Hey John, I got my students into blogging a couple years ago, and I thought (and still think) about many of the questions that you're asking yourself here. I like how you pointed out that the blogging your students were doing bared little semblance to the blogs you write and read.  I've thought about this difference between school blogging and real blogging before also, eventually deciding that if I want my students to blog like "real bloggers," then I need to rethink the conditions in my classroom that support or inhibit the motivations of people who blog.  That seems reasonable, right?

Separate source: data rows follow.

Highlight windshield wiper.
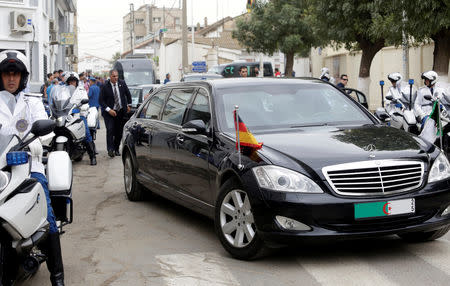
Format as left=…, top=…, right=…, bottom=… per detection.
left=290, top=123, right=329, bottom=128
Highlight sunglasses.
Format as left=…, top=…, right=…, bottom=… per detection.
left=342, top=78, right=348, bottom=81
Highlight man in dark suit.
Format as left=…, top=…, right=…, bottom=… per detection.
left=99, top=69, right=131, bottom=157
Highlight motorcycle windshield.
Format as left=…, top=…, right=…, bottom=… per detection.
left=0, top=133, right=14, bottom=157
left=50, top=85, right=74, bottom=117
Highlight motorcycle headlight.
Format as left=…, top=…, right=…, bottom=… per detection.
left=252, top=165, right=323, bottom=193
left=428, top=152, right=450, bottom=183
left=0, top=171, right=10, bottom=192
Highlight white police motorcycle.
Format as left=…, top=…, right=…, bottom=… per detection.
left=384, top=82, right=419, bottom=134
left=0, top=120, right=72, bottom=284
left=49, top=85, right=89, bottom=161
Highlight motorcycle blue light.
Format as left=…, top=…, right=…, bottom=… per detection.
left=409, top=79, right=414, bottom=85
left=6, top=151, right=29, bottom=166
left=72, top=108, right=80, bottom=114
left=379, top=80, right=385, bottom=86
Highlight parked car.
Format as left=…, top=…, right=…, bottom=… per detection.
left=126, top=84, right=161, bottom=120
left=181, top=73, right=224, bottom=82
left=121, top=78, right=450, bottom=260
left=209, top=62, right=274, bottom=78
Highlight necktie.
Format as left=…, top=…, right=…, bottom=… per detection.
left=113, top=83, right=120, bottom=110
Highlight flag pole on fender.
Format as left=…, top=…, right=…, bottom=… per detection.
left=234, top=105, right=243, bottom=169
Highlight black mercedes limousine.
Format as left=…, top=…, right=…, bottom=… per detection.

The approach I eventually decided to take in my class was for students to all have individual blogs, use them as a space to publish writing assignments (often fairly open) produced in our writing workshop, and set class time aside for students to read and respond to each other. Over the course of the year, kids began to take ownership, create amazingly thoughtful and creative writing pieces, build off of ideas they found in others' writing, and value this space.  If you'd like to read more on this process, I blogged about it here.

Considering the context of my students' engagement and the tightness of the blogging community we had formed, I thought that for certain my students blogging practices would continue well after school was out.  And I had reason to believe it, too.

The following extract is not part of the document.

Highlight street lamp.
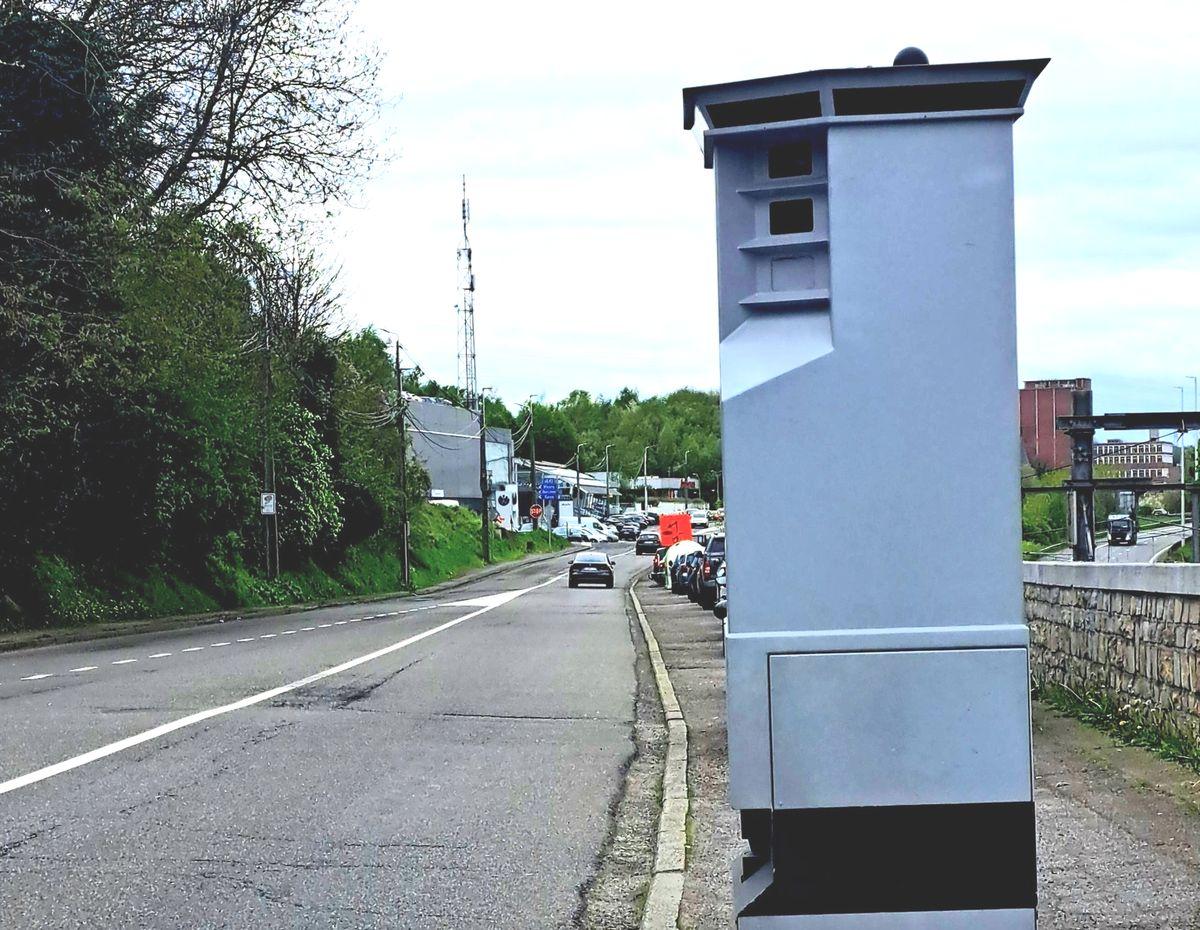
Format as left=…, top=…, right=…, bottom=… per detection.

The day after the last day of school, one student emailed me this:
Wow.... I can't believe everything is over. I was in your class and now I'm going to High School, but the legacy for me to write is still on!!!! You taught me so much!!!. When you said write what is on your mind, I basically wrote everything that was on my mind. . I hope you and the little ones have a great summer and know that I will be writing on my blog for the rest of my life!!!!!!!

Another student amassed a following of student bloggers from outside of our class because of the amazing writing she was doing.  In response to a comment she received on this post, she stated:
 Thank you! It's a really sad poem, but I felt the need to publish it. I'm glad that you do check my blog. I try to post something at least every Friday, so you can always count on a new poem then.
The first student had not posted since the school year ended.  The second posted a blog post the week after school got out.  It was the last post she has written to date, and she was the only one of my students who had returned back to her blog.

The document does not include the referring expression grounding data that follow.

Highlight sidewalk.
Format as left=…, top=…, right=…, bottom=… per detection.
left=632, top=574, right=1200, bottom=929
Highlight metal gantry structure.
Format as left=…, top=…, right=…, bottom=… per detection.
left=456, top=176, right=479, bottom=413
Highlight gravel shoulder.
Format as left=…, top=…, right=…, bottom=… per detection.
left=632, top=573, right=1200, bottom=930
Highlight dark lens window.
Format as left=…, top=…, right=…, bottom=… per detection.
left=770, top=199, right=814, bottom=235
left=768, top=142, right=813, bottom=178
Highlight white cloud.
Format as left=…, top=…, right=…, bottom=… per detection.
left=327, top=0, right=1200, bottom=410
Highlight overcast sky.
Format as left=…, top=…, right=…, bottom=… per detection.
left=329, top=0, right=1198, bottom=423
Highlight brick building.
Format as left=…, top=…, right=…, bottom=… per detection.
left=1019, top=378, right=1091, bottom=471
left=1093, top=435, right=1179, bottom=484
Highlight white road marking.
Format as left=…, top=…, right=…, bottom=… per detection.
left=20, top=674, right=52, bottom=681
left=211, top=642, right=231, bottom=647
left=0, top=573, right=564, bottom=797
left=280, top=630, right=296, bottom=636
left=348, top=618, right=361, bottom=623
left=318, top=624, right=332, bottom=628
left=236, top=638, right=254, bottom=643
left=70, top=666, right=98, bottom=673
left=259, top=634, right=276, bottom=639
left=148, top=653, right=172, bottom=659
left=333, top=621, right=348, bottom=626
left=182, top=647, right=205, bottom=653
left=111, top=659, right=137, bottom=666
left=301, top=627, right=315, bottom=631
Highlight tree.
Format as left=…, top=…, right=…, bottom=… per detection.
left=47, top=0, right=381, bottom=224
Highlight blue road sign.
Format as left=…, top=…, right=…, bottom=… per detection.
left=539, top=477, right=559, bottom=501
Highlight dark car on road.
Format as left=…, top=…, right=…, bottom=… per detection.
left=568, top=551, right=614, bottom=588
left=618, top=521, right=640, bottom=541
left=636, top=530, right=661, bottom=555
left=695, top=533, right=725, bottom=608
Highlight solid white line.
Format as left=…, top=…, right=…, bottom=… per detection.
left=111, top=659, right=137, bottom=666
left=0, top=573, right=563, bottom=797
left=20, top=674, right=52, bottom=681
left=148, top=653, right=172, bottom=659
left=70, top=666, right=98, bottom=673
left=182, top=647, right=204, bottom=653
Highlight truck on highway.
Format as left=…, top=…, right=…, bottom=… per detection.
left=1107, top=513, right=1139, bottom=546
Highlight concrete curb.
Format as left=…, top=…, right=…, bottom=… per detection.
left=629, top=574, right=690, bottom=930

But even with this engagement with blogging and the tightness of the blogging community we created,  I've only seen a handful of students' posts come across my Reader since school got out.  I've been thinking about this, why not more of my students have been blogging when during the school year they seemed so into doing so for their own you and I do.  Maybe it was because the blog started in the context of school, as an assignment.  That's one possibility.

Another explanation, which I'm thinking is more likely, is that the blogging my students were doing was not entering them into the larger "conversations" that were already taking place in the real (rather than k-12) blogosphere.   During the school year, my students knew their words were heard by classmates, and they knew that students around the world may come across their blogs through the blogging communities I had them enter  into, like Comments 4 Kids and the Student Blogging Challenge.  But these spaces for audiences had limited existence outside of school.  Maybe that's the problem. 

So now, I'm wondering....
I'm wondering now about how to guide my students toward blogging into the existing real-world, conversations.  I'm wondering if there are other communities of student bloggers out there sustaining their blogging practices.   I'm wondering what that would look like and how to go about it.  I've only just begun to think about it, and I'm open to any ideas. 

So John, that's what I got for you.  I'm not sure if this is the response that you were looking for.   I'm certain that you're content, school, and students are all much different than mine, but it is for these reasons, though, that I decided to respond back to you with my story and thinking, rather than suggestions. 

I hope you'll continue your inquiry in the public space of your blog.  I enjoy being part of that conversation.